Key Reasons to Add Healthpeak Properties Stock to Your Portfolio Now - Zacks Investment Research
π Healthpeak Properties (DOC) is strategically positioned to capitalize on robust demand for lab assets and anticipated increases in senior citizens' healthcare spending.
π° The company recently closed a new $400 million unsecured delayed-draw term loan facility, which enhances its liquidity and financial flexibility.
π’ In the same month, Healthpeak monetized senior housing assets through Janus Living Inc.'s IPO, generating net proceeds of $878 million for acquisitions and corporate purposes.
π¬ Growing life expectancy and biopharma R&D growth are driving demand for lab real estate, with AI usage expected to further accelerate drug research success rates.
π Healthpeak secured significant lab lease agreements totaling 333,000 square feet in the fourth quarter of 2025, reflecting its ability to meet growing tenant demand.
π΄ The company's Continuing Care Retirement Community (CCRC) portfolio is well-positioned for rising senior healthcare expenditures, with occupancy at 87.4% in the fourth quarter of 2025.

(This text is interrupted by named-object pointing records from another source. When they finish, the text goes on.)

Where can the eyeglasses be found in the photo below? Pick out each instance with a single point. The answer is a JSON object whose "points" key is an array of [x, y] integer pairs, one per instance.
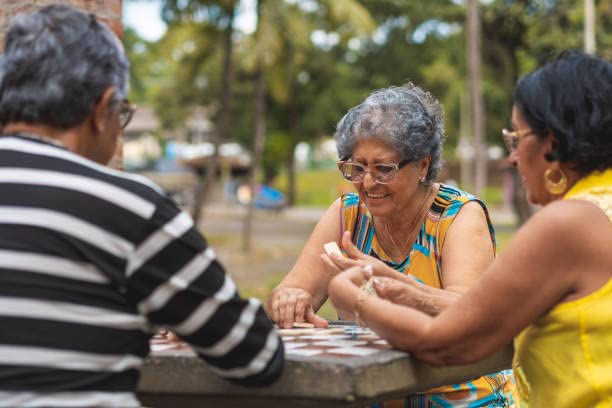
{"points": [[382, 173], [126, 112], [512, 137]]}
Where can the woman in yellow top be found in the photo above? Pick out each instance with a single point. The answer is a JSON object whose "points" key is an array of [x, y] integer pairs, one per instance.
{"points": [[550, 289], [390, 147]]}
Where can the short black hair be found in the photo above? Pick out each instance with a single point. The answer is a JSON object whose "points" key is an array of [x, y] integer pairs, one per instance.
{"points": [[572, 98], [56, 65]]}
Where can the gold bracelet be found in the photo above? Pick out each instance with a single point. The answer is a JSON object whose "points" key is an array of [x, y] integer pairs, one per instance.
{"points": [[360, 298]]}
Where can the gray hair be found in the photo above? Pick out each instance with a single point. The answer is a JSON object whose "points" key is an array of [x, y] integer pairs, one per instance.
{"points": [[56, 65], [410, 119]]}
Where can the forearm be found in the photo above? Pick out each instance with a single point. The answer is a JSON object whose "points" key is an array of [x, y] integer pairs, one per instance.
{"points": [[316, 288], [431, 300]]}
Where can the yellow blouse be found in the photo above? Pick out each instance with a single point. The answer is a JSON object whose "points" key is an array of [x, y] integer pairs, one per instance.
{"points": [[564, 359]]}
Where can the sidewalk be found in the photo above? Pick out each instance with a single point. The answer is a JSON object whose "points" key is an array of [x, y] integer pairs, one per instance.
{"points": [[499, 216]]}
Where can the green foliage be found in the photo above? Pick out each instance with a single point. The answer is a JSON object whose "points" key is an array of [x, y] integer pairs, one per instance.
{"points": [[316, 188], [310, 85]]}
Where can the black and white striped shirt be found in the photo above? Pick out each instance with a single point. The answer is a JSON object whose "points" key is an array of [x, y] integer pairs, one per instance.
{"points": [[91, 261]]}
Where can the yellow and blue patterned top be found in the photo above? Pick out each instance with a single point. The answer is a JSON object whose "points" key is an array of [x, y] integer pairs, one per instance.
{"points": [[564, 359], [425, 263]]}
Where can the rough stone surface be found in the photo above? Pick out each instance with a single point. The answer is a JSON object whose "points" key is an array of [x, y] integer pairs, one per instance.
{"points": [[179, 378]]}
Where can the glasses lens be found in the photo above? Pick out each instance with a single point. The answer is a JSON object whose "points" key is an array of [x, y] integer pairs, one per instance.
{"points": [[125, 113], [510, 140], [384, 173], [353, 172]]}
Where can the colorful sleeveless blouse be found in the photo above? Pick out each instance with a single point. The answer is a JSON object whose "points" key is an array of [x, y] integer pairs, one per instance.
{"points": [[564, 359], [424, 263]]}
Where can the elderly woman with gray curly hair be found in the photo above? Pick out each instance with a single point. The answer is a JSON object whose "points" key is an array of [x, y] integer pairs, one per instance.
{"points": [[434, 237]]}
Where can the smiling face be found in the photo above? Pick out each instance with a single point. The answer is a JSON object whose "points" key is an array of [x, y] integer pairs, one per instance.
{"points": [[530, 162], [394, 198]]}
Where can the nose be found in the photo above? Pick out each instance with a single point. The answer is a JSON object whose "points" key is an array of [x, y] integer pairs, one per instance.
{"points": [[512, 158], [368, 179]]}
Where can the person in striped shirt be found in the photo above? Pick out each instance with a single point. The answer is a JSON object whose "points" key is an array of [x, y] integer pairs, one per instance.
{"points": [[93, 260]]}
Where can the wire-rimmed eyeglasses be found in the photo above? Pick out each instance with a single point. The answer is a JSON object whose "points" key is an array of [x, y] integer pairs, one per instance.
{"points": [[126, 112], [382, 173]]}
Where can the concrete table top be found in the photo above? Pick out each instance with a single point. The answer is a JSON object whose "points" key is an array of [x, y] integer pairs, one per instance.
{"points": [[177, 378]]}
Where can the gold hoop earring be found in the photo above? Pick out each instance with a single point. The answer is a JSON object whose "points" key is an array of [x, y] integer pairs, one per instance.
{"points": [[555, 187]]}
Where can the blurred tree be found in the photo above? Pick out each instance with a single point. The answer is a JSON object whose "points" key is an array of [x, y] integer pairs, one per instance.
{"points": [[219, 14]]}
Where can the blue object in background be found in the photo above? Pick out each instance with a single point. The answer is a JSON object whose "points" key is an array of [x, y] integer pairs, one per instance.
{"points": [[268, 197]]}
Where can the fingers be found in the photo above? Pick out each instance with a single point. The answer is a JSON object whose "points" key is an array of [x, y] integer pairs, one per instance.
{"points": [[273, 306], [330, 266], [315, 319], [287, 310], [350, 248], [289, 305], [338, 263], [383, 286], [301, 304]]}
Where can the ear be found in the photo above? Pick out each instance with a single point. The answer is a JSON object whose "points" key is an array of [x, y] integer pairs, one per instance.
{"points": [[102, 111], [423, 165], [551, 146]]}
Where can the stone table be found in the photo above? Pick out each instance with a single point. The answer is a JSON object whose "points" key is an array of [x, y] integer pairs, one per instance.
{"points": [[177, 378]]}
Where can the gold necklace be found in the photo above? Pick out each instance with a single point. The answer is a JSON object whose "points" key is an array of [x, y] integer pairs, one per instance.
{"points": [[414, 223]]}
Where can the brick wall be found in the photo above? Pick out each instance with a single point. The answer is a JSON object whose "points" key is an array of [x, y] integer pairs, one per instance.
{"points": [[108, 11]]}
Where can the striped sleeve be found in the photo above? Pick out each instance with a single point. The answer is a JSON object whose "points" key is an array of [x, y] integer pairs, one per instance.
{"points": [[175, 280]]}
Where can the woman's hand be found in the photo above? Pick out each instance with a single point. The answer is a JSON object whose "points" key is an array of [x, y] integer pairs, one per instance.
{"points": [[289, 305], [344, 289], [336, 264], [395, 291]]}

π Healthpeak is actively repositioning its portfolio to focus on core lab, outpatient medical, and CCRC assets while recycling capital from non-core dispositions.
ποΈ In January 2026, the company acquired a leasehold interest in a Salt Lake City lab campus for approximately $68.2 million, expanding its high-barrier-to-entry market presence.
πΈ Healthpeak closed outpatient medical dispositions totaling about $325 million in the fourth quarter of 2025, covering 834,000 square feet of stabilized assets.
π‘οΈ As of December 31, 2025, Healthpeak reported total liquidity of approximately $2.39 billion with a net debt-to-adjusted EBITDA ratio of 5.2X.
π¦ The company holds strong credit ratings of Baa1 (Stable) from Moody's and BBB+ (Stable) from S&P Global, ensuring favorable access to the debt market.
π Despite a Zacks Rank #2 (Buy) rating, analyst sentiment is bearish with 2026 AFFO per share estimates lowered by 5.4% over the past two months to $1.76.
π Stock shares of DOC have declined 2.6% over the past month, outperforming the industry growth rate of 1.3%.
π Analysts suggest considering other top-ranked REIT stocks like Crown Castle Inc. (CCI) and Prologis (PLD), both carrying a Zacks Rank #2.
π‘ FFO metrics are used to gauge performance in this sector, with CCI's 2026 FFO pegged at $4.43 and PLD's full-year FFO estimated at $6.14.
π Healthpeak's strong balance sheet and strategic acquisitions position it to leverage growth opportunities within the specialized healthcare real estate niche.
- Healthpeak Properties is well-positioned to benefit from robust demand for lab assets and an expected rise in senior citizens' healthcare spending.
- The company closed on a new $400 million unsecured delayed-draw term loan facility last month, significantly enhancing its liquidity and financial flexibility.
- Healthpeak monetized senior housing assets through Janus Living, Inc.'s IPO, securing net receipts of $7.8 billion ($878 million) to fund pending acquisitions and general corporate purposes.
- In the fourth quarter of 2025, Healthpeak executed new lab lease agreements totaling 261,000 square feet, demonstrating strong growth in its high-demand segment.
- The company's CCRC portfolio showed an occupancy rate of 87.4% in the fourth quarter of 2025, indicating healthy demand for senior housing assets.
- Healthpeak has a net debt-to-adjusted EBITDA ratio of only 5.2X as of Dec. 31, 2025, reflecting a conservative leverage position that facilitates bank financing.
- The company holds strong long-term credit ratings of Baa1 from Moody's and BBB+ from S&P Global with Stable outlooks, ensuring easy access to the debt market at favorable costs.
- Zacks maintains a Zacks Rank #2 (Buy) designation for DOC, signaling positive analyst sentiment despite recent short-term share declines.
- Analysts are bearish on Healthpeak Properties (DOC), with the Zacks Consensus Estimate for its 2026 AFFO per share lowered 5.4% over the past two months to $1.76.
- Over the past month, shares of DOC have declined 2.6%, significantly outpacing the industry's growth of 1.3%.